Much of what you describe is multilayered, historic and challenging to unpick, but not being so passive is simple and long overdue. You’re a grown man with your own life, a career and a partner – you really don’t need to be micromanaged from the family home. But when you’re on the receiving end of aggressive, controlling and bullying behaviour, it’s very easy to consider as normal things that definitely aren’t – thereby settling for the path of least resistance. Unfortunately, that simply encourages and even escalates unhealthy behavioural patterns on both sides. What would you tell one of your teaching colleagues who said their parents controlled their finances? Sometimes just airing our thoughts can make the choices ahead seem both simpler and more obvious.
You’ve already made a pretty big bid for freedom, and your move abroad must have partly been informed by your desire to escape your parents’ reach. But, as you’ve discovered, the border of the human heart is not restrained by geography. Facilitating others so that we can continue our own dysfunctional ways is common behaviour. It’s even got a name – codependency, which is exactly what’s going on here.

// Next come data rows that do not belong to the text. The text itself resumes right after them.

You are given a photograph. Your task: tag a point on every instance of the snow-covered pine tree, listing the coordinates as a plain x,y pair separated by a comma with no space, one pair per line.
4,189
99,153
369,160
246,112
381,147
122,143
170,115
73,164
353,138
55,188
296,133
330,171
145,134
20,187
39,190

Independence isn’t just an ambition, it’s an essential element in our survival and the key to contentment in the long run. We all need to be in command of our own destiny, happy with our choices and comfortable with our own company before we can ever hope to find happiness with a partner.
Once upon a time it must have suited you to leave the reins in your mother’s hands when it came to your finances. Either that or your parents’ determination to exert control has been so great that you’ve learned to shrug your shoulders and accept the unacceptable. But this is no time for dithering and succumbing to pangs of guilt – though were this a two-way discussion I’d like to know more about what you feel responsible for.
Also, I do wonder if your mother’s desire to be so inextricably entwined in your affairs is an attempt to escape her own problems. Your father’s behaviour sounds downright unacceptable and if he treats your mother in the same way as he treats you, it may well explain why she’s clinging so desperately on to you.
I’m very concerned about the violence you mention. If you are worried for your mother in relation to your father’s abusive nature (and also for yourself, although she is the one living with him and therefore most at risk), then it’s imperative you try to communicate with her in earnest about moving out of his grasp. An organisation such as Refuge (refuge.org.uk), which is committed to helping the victims of domestic violence, should be your first port of call for advice.
At present, both your parents are behaving badly. They seem to have confused love with control and domination. They are extremely unlikely to cut you off because that leaves them with only each other to focus on. Start to make small changes with a clear conscience and you’ll be amazed how easily it finally becomes for you to free yourself.